JSON XML String

A bridge between XML and JSON. For round-tripping XML with proper whitespace handling with JSON formats.

1. Analysis

JSON has only the primitive String to represent strings. JSON strings have no additional tagging or metadata capabilities.

XML strings, on the other hand, are much more powerful. In fact, each XML element can be seen as a container for text nodes and sub-elements.

  • The text nodes themselves can contain CDATA sections.

  • Elements can define white-space handling:
    The surrounding XML element can define via a special attribute xml:preserve whether the XML-consuming app should decide (attribute is absent or value is default) or whether the space should be protected (attribute value preserve).

XML in practice is used for two scenarios:

Structured Data
<products>
    <product category="clothing">
        T-Shirt
    </product>
    <product category="food">
        Strawberry
    </product>
</products>
Formatted Text
<desc>
    The <em>sweet</em> strawberry has
    the best <b>taste</b> of all berries.
</desc>

And in reality, e.g., in GraphML documents, we have both combined: Structured data (graph, nodes, edges) with formatted text (data, descriptions).

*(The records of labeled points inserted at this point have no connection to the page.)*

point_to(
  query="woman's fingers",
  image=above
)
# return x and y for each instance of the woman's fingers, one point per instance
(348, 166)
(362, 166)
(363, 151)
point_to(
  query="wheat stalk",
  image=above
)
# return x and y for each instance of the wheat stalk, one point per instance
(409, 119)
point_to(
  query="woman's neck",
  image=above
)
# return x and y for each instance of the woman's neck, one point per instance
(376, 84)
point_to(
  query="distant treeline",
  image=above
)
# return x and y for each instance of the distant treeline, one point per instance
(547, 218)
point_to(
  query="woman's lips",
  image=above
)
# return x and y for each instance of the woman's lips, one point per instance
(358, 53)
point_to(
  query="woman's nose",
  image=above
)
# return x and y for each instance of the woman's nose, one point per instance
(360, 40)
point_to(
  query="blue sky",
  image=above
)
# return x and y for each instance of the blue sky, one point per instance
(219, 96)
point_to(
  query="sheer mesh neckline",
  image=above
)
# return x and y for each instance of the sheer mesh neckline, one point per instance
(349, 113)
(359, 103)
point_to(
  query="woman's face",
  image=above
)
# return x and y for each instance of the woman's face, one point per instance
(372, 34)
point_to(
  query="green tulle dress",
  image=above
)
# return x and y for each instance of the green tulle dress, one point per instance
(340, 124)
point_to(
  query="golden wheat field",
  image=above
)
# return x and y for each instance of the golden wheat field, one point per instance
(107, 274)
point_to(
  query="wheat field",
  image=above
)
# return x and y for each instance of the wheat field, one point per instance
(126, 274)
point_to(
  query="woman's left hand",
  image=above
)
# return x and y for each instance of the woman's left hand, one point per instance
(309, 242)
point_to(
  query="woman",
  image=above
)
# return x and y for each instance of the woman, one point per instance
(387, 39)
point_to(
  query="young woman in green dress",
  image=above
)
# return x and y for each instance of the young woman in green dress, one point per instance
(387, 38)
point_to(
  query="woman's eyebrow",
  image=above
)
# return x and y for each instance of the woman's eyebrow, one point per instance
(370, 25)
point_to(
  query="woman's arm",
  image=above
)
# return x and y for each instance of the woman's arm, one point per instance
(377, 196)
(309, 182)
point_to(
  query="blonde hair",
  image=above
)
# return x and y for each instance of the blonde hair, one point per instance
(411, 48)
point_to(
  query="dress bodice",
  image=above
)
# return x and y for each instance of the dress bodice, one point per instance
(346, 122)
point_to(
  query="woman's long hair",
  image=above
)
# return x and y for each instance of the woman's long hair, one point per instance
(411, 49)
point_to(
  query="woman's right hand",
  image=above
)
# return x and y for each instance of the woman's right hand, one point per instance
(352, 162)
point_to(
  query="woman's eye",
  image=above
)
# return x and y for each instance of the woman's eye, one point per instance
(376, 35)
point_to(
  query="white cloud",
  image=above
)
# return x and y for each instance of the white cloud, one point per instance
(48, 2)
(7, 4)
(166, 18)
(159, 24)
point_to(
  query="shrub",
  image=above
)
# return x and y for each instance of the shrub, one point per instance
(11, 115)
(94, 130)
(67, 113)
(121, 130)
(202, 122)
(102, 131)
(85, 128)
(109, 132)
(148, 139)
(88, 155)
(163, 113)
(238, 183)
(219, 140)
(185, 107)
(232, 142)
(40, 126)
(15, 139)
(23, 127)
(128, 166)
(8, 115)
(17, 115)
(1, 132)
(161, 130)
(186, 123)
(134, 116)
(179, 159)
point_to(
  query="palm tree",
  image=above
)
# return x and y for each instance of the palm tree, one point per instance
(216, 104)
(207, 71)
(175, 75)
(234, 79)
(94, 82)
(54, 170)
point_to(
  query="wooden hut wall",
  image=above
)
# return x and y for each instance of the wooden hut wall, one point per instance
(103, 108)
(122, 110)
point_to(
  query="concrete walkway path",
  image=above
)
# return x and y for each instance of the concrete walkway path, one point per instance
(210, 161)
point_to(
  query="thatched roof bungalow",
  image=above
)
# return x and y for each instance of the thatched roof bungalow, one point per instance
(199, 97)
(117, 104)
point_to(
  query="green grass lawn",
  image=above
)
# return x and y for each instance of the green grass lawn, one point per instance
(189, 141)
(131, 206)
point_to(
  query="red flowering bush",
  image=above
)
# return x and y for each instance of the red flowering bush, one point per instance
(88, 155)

In our example, the <desc> could be processed into the JSON string

"The <em>sweet</em> strawberry has the best <b>taste</b> of all berries."
Formatted Text with Protected Whitespace
<desc xml:space="preserve">
    The <em>sweet</em> strawberry has
    the best <b>taste</b> of all berries.
</desc>

This example could only be processed into this JSON string

"\n    The <em>sweet</em> strawberry has\n  the best <b>taste</b> of all berries.\n"

When converting back from the JSON strings, it makes a difference if the string is meant to encode XML or a plain string. If written to XML, the characters < and & need to be escaped as & l t ; and & a m p ; (no spaces).

2. Proposal

We define a JSON XML String as a new primitive value in our JSON APIs. A JSON XML String has two properties:

xml

The string value. Required.

xmlSpace

This is either default (the default) or preserve. Optional. It encodes the effective XML space setting at the exporting element.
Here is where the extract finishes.